Previously we mentioned that…
“It’s not simply enough that we build online products that are usable and functional. We also need to design experiences that bring delight, excitement, and engagement to people’s lives.”
If it’s not enough to build usable and functional products, how can we ensure we are bringing delight to our users? Is it simply a case of adding slick animations to the User Interface and creating a personalised copy to hook and engage your readers? Well, no!
User Experience delight isn’t just aesthetics. It’s also the usability of your product, the accomplishments your user feels, and how you exceed the user’s expectations of your product. To accomplish this, we must first understand the relationship between user needs and user delight. We can then differentiate between the two areas of UX Delight: Surface and Deep delight.
Definition: User Delight refers to any positive emotional effect that a user may have when interacting with a device or interface. User Delight may not always be expressed outwardly, but it can influence the behaviours and opinions formulated while using a website or application.
The above pyramid explains the hierarchy of User Needs and is adapted from Designing for Emotion by Aarron Walter.
As shown in Walter’s pyramid, when Designing for Emotion, our digital products must be:
Functional — they have to work to solve user problems.
Reliable — they need to be up and running at all times.
Usable — they offer a good user experience with emphasis on consistency. They also must be:
- Visceral — first feeling about a product (or initial impact).
- Behavioural — the total experience of using a product (how it performs).
- Reflective — how the product makes you feel (what the product evokes in the user).
Now that we have a better understanding of user needs and how this leads to user delight we can now focus on the two areas of UX Delight.
- Surface delight refers to the things that are often very obvious and visceral in order to convey delight. We can create positive first impressions by drawing strong attention to our products and features.
1. Beautiful User Interfaces
High-quality and beautiful UI Design is an obvious way to add delight. However, bare in mind UI design does not necessarily go hand-in-hand with good UX design. UI decisions should always be based on UX research and aid in achieving the user’s goals.
Microcopy is another aspect of UX design that can instantly add delight. Microcopy is text that you include on forms, call to action buttons, footers, and 404 pages, for example. It can offer guidance if your users run into errors, or help reassure them before deciding to commit to something.

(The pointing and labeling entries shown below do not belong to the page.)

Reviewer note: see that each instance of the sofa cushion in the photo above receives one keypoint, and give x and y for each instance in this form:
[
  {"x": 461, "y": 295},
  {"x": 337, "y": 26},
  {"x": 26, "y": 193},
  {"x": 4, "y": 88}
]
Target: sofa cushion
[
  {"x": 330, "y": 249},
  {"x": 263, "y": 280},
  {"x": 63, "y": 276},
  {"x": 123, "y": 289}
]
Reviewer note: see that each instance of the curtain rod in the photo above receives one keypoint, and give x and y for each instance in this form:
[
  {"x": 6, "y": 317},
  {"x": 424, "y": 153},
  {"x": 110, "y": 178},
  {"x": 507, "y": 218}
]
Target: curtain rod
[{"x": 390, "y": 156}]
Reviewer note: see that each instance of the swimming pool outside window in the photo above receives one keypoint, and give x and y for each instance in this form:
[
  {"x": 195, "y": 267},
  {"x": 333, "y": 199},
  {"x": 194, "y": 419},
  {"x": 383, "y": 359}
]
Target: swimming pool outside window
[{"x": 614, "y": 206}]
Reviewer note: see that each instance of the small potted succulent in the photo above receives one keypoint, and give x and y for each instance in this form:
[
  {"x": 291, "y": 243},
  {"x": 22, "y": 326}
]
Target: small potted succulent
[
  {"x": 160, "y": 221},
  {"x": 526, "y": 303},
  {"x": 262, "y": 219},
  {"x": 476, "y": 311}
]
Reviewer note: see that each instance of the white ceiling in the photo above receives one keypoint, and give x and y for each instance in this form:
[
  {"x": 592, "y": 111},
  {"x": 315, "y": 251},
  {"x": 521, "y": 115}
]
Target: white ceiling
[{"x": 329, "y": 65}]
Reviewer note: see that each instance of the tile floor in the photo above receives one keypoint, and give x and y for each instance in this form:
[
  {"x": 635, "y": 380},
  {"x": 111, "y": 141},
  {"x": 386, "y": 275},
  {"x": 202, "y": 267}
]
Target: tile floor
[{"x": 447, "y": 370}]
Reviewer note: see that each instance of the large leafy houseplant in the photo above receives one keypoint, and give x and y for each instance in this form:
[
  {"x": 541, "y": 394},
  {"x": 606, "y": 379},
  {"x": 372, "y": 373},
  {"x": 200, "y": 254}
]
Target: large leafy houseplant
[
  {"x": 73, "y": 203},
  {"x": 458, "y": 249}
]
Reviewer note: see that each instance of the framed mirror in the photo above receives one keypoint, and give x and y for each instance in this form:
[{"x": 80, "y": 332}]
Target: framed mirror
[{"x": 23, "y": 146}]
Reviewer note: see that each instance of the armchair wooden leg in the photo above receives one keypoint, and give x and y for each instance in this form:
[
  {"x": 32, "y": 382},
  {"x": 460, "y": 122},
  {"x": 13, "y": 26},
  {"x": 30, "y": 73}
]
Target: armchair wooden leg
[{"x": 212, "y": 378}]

For many companies, microcopy is an afterthought and often overlooked as an opportunity to connect with your users. Adding a friendly approach to errors or confirmations can make the user feel more comfortable…
Captivating (simple, fast, vivid, meaningful) animations can add surprise and delight. For example animation added to hamburger navigation can often make the interaction more engaging and fun.
4. Affordance Transitions and Gestures
Affordance refers to “a situation where an object’s sensory characteristics intuitively imply its functionality and use.” — Crowdcube
For example, think switch inputs with labels, and the engaging on/off states. Including a smooth intuitive transition between these states adds a layer of delight.
Using the right font or style helps to achieve a visible hierarchy between headlines and paragraphs. Designers must implement scalable typography so that websites and apps fit every device, regardless of screen size.
While surface delight is important, it’s deep delight that actually makes your product pleasurable.
A delightful user experience is often about invisibility, it’s behavioural. Something that “just works” can be extremely delightful.
If we create products that are friction-less and encourage users to get into that flow state, we’re creating happy, productive users and a deeper level of delight. Keeping users in a flow is about minimizing pain points, frustration and anxiety that users may experience throughout their user journey.
The user’s delight is reflective of their experience.
“Delight isn’t about your website or product at all, it’s actually about your user.”
Delight is in how you can help users become better at the thing they’re trying to achieve. We need to research who our customers are, what’s important to them, and not just what they do on their screen.
If you are answering these questions and striving to deliver the best means to meet them; you have more chance of creating those experiences that bring delight, excitement, and engagement to people’s lives.